As I explained then, my views on this subject are necessarily informed and deformed by my own experience in quite a few cases before the EU Courts, both challenging and defending Commission decisions. Since the GCLC will be editing a book with speaker contributions, I thought it could make sense to post a summary of my general thoughts so that I can gather and incorporate additional feedback from the readers of this blog. So here they are.

In many ways, the view of lawyers about the role and the performance of Courts is quite straightforward: If we win a case, it’s our merit and the Court only fulfilled its role. And if we lose, then it’s the Court’s fault for failing to play its role.

That is only partly a joke, because we lawyers, but also other stakeholders, including in academia and in the press, tend to assess the performance of the EU Courts in quantitative terms. Too often we associate effective or thorough judicial review with annulments or with other observable metrics (number of cases decided, number of cases annulled, amount of fines confirmed or annulled, or average duration of cases). But all those are very superficial ways to measure performance.

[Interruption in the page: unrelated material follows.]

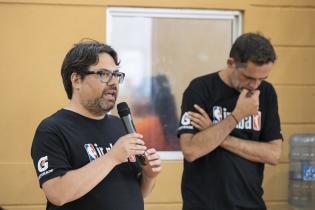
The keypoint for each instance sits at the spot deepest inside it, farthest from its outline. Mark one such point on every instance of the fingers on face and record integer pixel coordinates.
(196, 125)
(199, 109)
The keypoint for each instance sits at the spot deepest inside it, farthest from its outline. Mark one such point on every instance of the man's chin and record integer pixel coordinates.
(107, 106)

So the key question that we should be asking is what is really the role of the Courts, and what can we reasonably expect from them? Once we have identified this benchmark, we can then enquire as to their performance and discuss the challenges they face.

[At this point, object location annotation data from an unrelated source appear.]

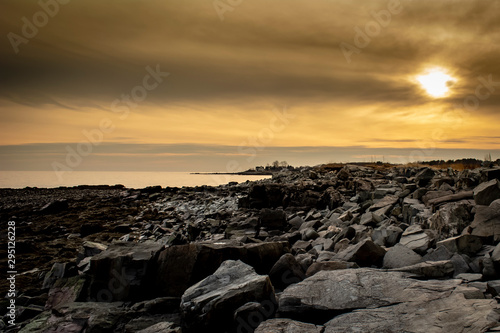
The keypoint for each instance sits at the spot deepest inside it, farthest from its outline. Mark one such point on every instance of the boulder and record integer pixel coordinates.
(182, 266)
(124, 271)
(451, 219)
(329, 266)
(401, 256)
(325, 294)
(451, 314)
(287, 326)
(55, 207)
(387, 236)
(487, 192)
(430, 269)
(365, 254)
(424, 176)
(209, 305)
(467, 244)
(486, 221)
(417, 239)
(286, 271)
(80, 317)
(66, 291)
(272, 219)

A. What is the role that we expect the EU Courts to play in the field of competition law, and what are the hallmarks of effective judicial review?

In my view, the first and most important task of the EU Courts is to preserve the rule of law and the legitimacy of the EU competition enforcement system. Competition law is not only about policy, or economics or outcomes; it is primarily law, and it is for the Courts to ensure that its interpretation and enforcement are in line with fundamental rights and general principles of law that also apply in other domains. There are certain principles like, for example, the presumption of innocence, the rules on the burden of proof, or the principle of proportionality, that cannot be bypassed or sacrificed at the altar of expediency, because they are core rule of law requirements, and because there is too much at stake.

The second task of the Courts, very much linked to the first, is to contribute to a stable, consistent and predictable legal framework. The rule of law also requires legal certainty: to play by the rules, you need to know what the rules are. As much as we might enjoy the dynamic nature of competition law, and the case-by-case discussion, we need to build on a common and stable analytical framework that we can anticipate. This is important for companies required to self-assess their conduct, but also for repeat players like the European Commission, which needs to base its decisions on a clear and established analytical framework. It is of course desirable for the law to move and evolve, but wide pendulum swings do not benefit anyone.

At the same time, we also need to be realistic. We lawyers expect the Courts to state what the law is, but we often fail to realize that the Courts do not always have this possibility, as Courts are subject to their own constraints: they are called to decide on specific cases, on the basis of the arguments raised by the parties either under a review of legality or in reply to questions crafted by a national court in the context of a specific controversy.

The EU Court’s third main task, in my opinion, is to constrain administrative discretion while enabling effective enforcement. Courts do not only need to protect general principles of law and fundamental rights and lay down a stable and predictable framework, they also have the complex duty of doing this while not preventing sound and effective enforcement. In other words, the application of the law must not be arbitrary, discretional and based on mere hypothesis, but constraints need to be reasonable.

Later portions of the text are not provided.